まず大切なのは、どのように治療を進めるかを決める際には、患者さんの状況をしっかりと確認することです。特に若い方や、新しい生活環境の変化があった方、またはパートナーの方に感染症が見つかっている場合などでは、性感染症の可能性を考えながら治療を進めていきます。治療の中心となるのは抗生物質による治療です。原因となる菌によって使用する薬が変わってきますが、多くの場合、クラミジアという菌や淋菌という菌に効果のある薬を使います。これらの薬は、一回で治療が終わるタイプのものと、一週間程度継続して服用するタイプのものがあります。医師は患者さんの状況を見ながら、最適な薬を選んで処方します。治療を受ける際に気をつけていただきたいのは、症状が良くなってきても、処方された薬は最後まできちんと飲み切ることです。途中で治療をやめてしまうと、完治せずに症状が再び悪化する可能性があります。また、治療中に気になることがあれば、遠慮せずに医師に相談することをお勧めします。治療後の経過については、ほとんどの方は検査を受ける必要はありません。ただし、妊娠中の方や、お薬を飲み終わっても症状が続く場合は、医師に相談の上で検査を受けることがあります。これは、より慎重な経過観察が必要な場合があるためです。

子宮頸管炎になりやすい人・予防の方法

特に注意が必要なのは、若い女性、特に25歳未満の方です。また、新しい性的パートナーができた方や、複数の性的パートナーがいる方も子宮頸管炎のリスクが高くなります。さらに、過去に性感染症にかかったことがある方も要注意です。これに加えて、経口避妊薬を使用している方や子宮頸部外反のある方も、子宮頸管炎になりやすい傾向があります。予防のために最も大切なのは、安全な性行為を心がけることと定期的に婦人科検診を受けることです。特に性感染症のリスクが高いと考えられる方は、年に1回以上の検診を受けることが推奨されています。また、日常生活での注意点として、腟洗浄剤や化学的な刺激物の使用は控えめにすることが重要です。これらの製品を過度に使用すると、子宮頸部に炎症を引き起こす可能性があるためです。さらに注意していただきたいのは、パートナーの方の健康状態です。もしパートナーの方に性感染症が見つかった場合は、自分も検査を受けることが大切です。感染の可能性がある場合は、症状がなくても医師に相談することをお勧めします。

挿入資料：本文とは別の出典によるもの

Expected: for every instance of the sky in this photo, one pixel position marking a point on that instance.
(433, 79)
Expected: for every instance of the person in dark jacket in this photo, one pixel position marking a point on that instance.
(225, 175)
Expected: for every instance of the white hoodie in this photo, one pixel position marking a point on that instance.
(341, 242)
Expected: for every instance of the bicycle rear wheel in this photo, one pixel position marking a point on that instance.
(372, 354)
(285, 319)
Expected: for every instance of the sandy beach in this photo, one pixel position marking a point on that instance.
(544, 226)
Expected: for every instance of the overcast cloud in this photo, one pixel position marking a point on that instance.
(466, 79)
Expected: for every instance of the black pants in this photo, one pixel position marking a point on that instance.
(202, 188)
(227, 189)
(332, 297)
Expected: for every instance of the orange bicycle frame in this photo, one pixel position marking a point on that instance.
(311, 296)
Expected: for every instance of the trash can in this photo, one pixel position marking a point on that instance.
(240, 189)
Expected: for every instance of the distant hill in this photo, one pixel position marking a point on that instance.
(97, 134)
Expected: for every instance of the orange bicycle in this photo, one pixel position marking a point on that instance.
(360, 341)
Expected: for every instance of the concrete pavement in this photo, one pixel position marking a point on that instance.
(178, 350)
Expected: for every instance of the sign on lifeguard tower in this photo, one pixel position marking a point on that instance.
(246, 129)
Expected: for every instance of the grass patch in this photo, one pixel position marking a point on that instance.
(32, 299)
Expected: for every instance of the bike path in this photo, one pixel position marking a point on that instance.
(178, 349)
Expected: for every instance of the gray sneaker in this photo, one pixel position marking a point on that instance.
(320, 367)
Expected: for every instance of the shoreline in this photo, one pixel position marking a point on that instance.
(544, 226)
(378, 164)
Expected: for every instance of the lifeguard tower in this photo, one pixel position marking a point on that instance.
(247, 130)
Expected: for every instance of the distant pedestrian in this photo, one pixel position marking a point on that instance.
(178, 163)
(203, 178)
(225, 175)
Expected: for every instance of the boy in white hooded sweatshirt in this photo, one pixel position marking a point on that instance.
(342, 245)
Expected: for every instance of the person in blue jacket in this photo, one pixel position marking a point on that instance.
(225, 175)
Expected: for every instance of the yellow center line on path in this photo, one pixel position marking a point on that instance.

このように子宮頸管炎は、適切な予防と早期発見、そして早期治療を行うことで、重症化や合併症の発生を防ぐことができます。気になる症状がある場合や、リスクが高いと思われる場合は、ためらわずに医療機関を受診することが賢明です。定期的な検診適切な予防措置を組み合わせることで、子宮頸管炎のリスクを大きく下げることができます。